Currently hospice is underused, and often at the end of exhausting, expensive and painful intensive care stays. A recent study done at Ohio State University reported that the first day for a patient on intensive care can cost $10,794. These expenses are considerable and their effectiveness is questionable at best. Intensive care stays are also extremely difficult for the patients loved ones. USA Today reports that over 25% of hospice use in 2009 was for three days or less, a very short amount of time compared to the six months plus available to them. In three days it is difficult for many to complete their taxes, yet here we are expecting patients and their loved ones to prepare for death in that time. As Americans we must ask ourselves, given more complete information would patients still make these same choices?  To be eligible for hospice care, a physician must determine a patient terminal with less than six months left to live, (don’t worry they won’t kick you out if you live longer).

Americans are dying in hospitals, going through painful, expensive and largely unnecessary treatments when we could be dying in the comforts of our own home surrounded by those we love. We are dying wrong. If you or someone you love is facing terminal illness it is hard to consider yourself lucky, but in many ways you are.

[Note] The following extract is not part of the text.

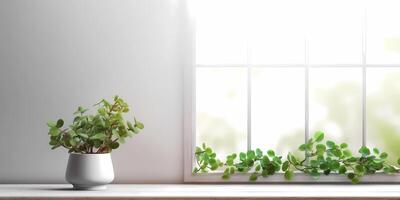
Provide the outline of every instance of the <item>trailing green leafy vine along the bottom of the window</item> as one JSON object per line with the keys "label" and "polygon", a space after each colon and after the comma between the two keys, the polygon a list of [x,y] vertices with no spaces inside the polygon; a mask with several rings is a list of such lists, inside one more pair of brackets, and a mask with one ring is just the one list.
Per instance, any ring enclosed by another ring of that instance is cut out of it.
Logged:
{"label": "trailing green leafy vine along the bottom of the window", "polygon": [[[331,140],[324,141],[324,133],[318,131],[306,143],[298,148],[304,152],[304,158],[298,158],[288,153],[286,158],[276,155],[273,150],[263,152],[261,149],[233,153],[222,162],[217,158],[211,147],[203,144],[196,147],[196,166],[193,173],[207,173],[223,169],[222,178],[229,179],[237,172],[250,174],[249,180],[256,181],[259,177],[268,177],[277,172],[283,172],[286,180],[292,180],[294,172],[299,171],[315,179],[321,175],[332,173],[346,176],[352,183],[359,183],[364,175],[383,172],[394,174],[400,169],[388,164],[388,154],[377,148],[362,146],[358,155],[354,155],[346,143],[337,144]],[[397,161],[400,165],[400,159]]]}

Death has handed you advanced notice – use it. Be an advocate, make a plan, share it with everyone—doctors, a spouse, family members, everyone. Talk about hospice and DNR (Do Not Resuscitate – look it up, it’s important). Plan so that when the time comes, even if you are unconscious, you can be a part of the conversation of how you live.

 Anna Ruth Rosenblatt is currently a health policy student at New York University Robert F. Wagner School of Public Service. She has worked as a volunteer at Hospicare and Palliative care in Ithaca, NY, and is a self acclaimed Life Enthusiast.